As the fire burns I stand there and daydream a little. At first I think about how nice the house is going to look once we’ve finished the renovation. This leads me to picture the enormous £4,000 TV I’m going to buy with the money I make from the sale. Then, as is usual when I’m in a daydreaming mood these days, I think about Mischa in her underwear. Finally, I go back to thinking about Pat The Cow as a member of the emergency services. I can imagine her in her own TV series, saving small boys and elderly ladies from a variety of horrible dangers. A theme tune springs into my head and I start to make up some lyrics to go along with it.

‘It’s Pat The Cow, she’s Pat The Cow,’ I sing to myself. ‘If you’re in trouble, she’ll come right now. She’ll save your life, she’ll save your wife. She’ll be right there, if you’re in strife.’

An enormous bray of laughter erupts from my mouth. I can’t quite believe how
astronomically
funny my new tune is. And
how
creative am I being? To think of not only a theme tune, but the
lyrics
to the theme tune, all in the space of a few seconds? Amazing!

I continue to sing, marvelling at my inventiveness.

‘If you’re up a tree, or you’ve hurt your knee, Pat The Cow is a sight to see. Her udders are round, her eyes are brown, let’s make her the queen, let’s give her a crown.’

The image of Pat The Cow dressed in full ermine cloak and golden crown, sat on her throne in the House of Lords, instantly fills my imagination, and I start laughing again.

Twenty-five minutes later, I’m still laughing. There’s every chance that if I don’t get this giggling fit under control, I’m going to pass out from oxygen deprivation.

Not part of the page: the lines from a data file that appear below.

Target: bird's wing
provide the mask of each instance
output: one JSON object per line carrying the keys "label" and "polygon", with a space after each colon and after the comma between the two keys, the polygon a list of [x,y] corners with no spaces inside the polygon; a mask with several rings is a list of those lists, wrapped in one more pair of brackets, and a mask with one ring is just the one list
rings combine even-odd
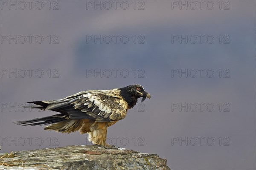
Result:
{"label": "bird's wing", "polygon": [[127,102],[117,91],[85,91],[61,100],[42,102],[49,104],[45,110],[68,113],[70,119],[117,121],[125,116],[128,108]]}

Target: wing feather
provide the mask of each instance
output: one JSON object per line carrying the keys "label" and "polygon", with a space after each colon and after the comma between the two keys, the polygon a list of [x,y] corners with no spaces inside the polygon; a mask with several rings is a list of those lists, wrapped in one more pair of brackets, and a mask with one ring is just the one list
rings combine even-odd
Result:
{"label": "wing feather", "polygon": [[45,110],[68,113],[70,119],[115,121],[124,118],[128,108],[119,91],[114,89],[85,91],[60,100],[43,102],[49,104]]}

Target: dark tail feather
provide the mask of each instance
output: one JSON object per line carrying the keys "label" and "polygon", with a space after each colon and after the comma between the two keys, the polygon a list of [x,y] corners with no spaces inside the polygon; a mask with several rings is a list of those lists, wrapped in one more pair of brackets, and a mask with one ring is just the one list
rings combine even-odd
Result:
{"label": "dark tail feather", "polygon": [[49,125],[67,120],[67,119],[65,119],[65,117],[67,116],[67,115],[61,113],[32,120],[14,122],[13,123],[17,125],[23,125],[22,126]]}
{"label": "dark tail feather", "polygon": [[47,107],[49,105],[49,104],[44,103],[42,101],[29,102],[28,102],[27,103],[33,103],[35,105],[27,105],[26,106],[23,106],[23,108],[29,108],[32,109],[37,108],[44,110],[47,108]]}

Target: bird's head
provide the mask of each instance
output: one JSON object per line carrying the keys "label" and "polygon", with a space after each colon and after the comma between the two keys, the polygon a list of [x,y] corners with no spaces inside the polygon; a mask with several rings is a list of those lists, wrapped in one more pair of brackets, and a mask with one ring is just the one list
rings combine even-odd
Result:
{"label": "bird's head", "polygon": [[144,90],[141,85],[129,85],[127,88],[127,91],[136,99],[143,97],[141,102],[143,102],[146,98],[150,99],[150,94]]}
{"label": "bird's head", "polygon": [[129,107],[133,107],[138,101],[138,99],[142,97],[141,102],[146,98],[150,99],[150,94],[144,90],[143,87],[140,85],[131,85],[120,88],[121,94],[126,101]]}

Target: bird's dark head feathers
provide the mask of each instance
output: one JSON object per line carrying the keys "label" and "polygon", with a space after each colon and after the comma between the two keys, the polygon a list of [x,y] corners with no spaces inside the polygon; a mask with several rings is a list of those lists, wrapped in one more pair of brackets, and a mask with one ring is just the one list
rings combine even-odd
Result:
{"label": "bird's dark head feathers", "polygon": [[150,99],[150,94],[144,90],[140,85],[128,85],[120,88],[121,95],[128,103],[129,108],[133,107],[138,101],[138,99],[143,97],[141,102],[144,101],[146,98]]}

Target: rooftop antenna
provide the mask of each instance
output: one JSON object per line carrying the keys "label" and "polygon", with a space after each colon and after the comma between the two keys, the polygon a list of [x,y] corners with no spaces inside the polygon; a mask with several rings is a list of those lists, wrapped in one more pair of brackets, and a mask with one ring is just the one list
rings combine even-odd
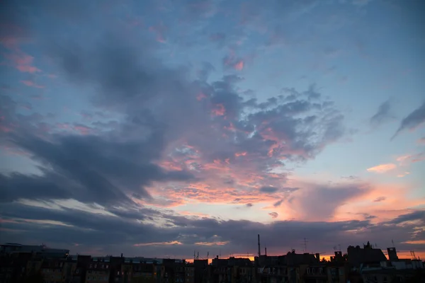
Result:
{"label": "rooftop antenna", "polygon": [[307,253],[307,243],[308,243],[308,241],[304,238],[304,253]]}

What the hell is wrong with me? Why is the image of my pet cow in a crown so bloody funny? I look over to where Pat The Cow is staring at me in bewilderment, and I mentally place a crown on her head. This sends me off into another fit of laughter that lasts a good quarter of an hour.

T
hrough tear-streaked eyes I look up to see Fred and Hayley walking down the garden towards me. With them is a tall blonde-haired woman of about forty-five, who must be the eponymous Sally Willingham. She’s wearing green wellington boots and a cable-knit sweater. Her hair is held back in an Alice band and she has the kind of suntan that only comes from extensive time spent outside.